NOT RECOMMENDED FOR FULL-TEXT PUBLICATION
File Name: 15a0221n.06
No. 14-3666
FILED
Mar 19, 2015
UNITED STATES COURT OF APPEALS
FOR THE SIXTH CIRCUIT DEBORAH S. HUNT, Clerk
JAIME ESQUIVEL MORA, )
)
Petitioner, )
) ON PETITION FOR REVIEW
v. ) FROM THE UNITED STATES
) BOARD OF IMMIGRATION
ERIC H. HOLDER, JR., Attorney General, ) APPEALS
)
Respondent. )
)
)
BEFORE: BOGGS and KETHLEDGE, Circuit Judges; HELMICK, District Judge.
PER CURIAM. Jaime Esquivel Mora (Esquivel) petitions this court for review of an
order of the Board of Immigration Appeals (BIA) dismissing his appeal from the denial of his
application for cancellation of removal. We deny the petition for review.
Esquivel, a native and citizen of Mexico, entered the United States in 1990 with a
temporary agricultural worker’s visa, which he overstayed. In 2009, the Department of
Homeland Security apprehended Esquivel and served him with a notice to appear in removal
proceedings, charging him with remaining in the United States for a time longer than permitted
by his visa. See 8 U.S.C. § 1227(a)(1)(B). Esquivel appeared before an immigration judge (IJ)

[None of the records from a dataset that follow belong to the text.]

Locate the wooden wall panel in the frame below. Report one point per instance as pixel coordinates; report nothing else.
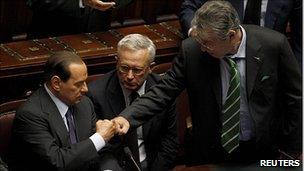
(15, 16)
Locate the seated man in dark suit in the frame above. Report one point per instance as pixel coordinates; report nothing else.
(157, 139)
(56, 128)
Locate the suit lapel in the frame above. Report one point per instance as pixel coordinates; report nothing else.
(254, 59)
(215, 80)
(55, 119)
(115, 95)
(147, 126)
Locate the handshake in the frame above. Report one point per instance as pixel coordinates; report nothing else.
(108, 128)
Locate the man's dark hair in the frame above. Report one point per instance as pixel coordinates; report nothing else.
(58, 65)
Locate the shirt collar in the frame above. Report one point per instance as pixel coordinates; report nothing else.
(140, 91)
(241, 53)
(62, 107)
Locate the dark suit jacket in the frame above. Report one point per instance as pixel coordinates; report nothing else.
(278, 14)
(63, 17)
(273, 87)
(40, 139)
(160, 133)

and conceded removability. Esquivel applied for cancellation of removal on the basis that his
removal to Mexico would result in exceptional and extremely unusual hardship to his United
The Honorable Jeffrey J. Helmick, United States District Judge for the Northern District
of Ohio, sitting by designation.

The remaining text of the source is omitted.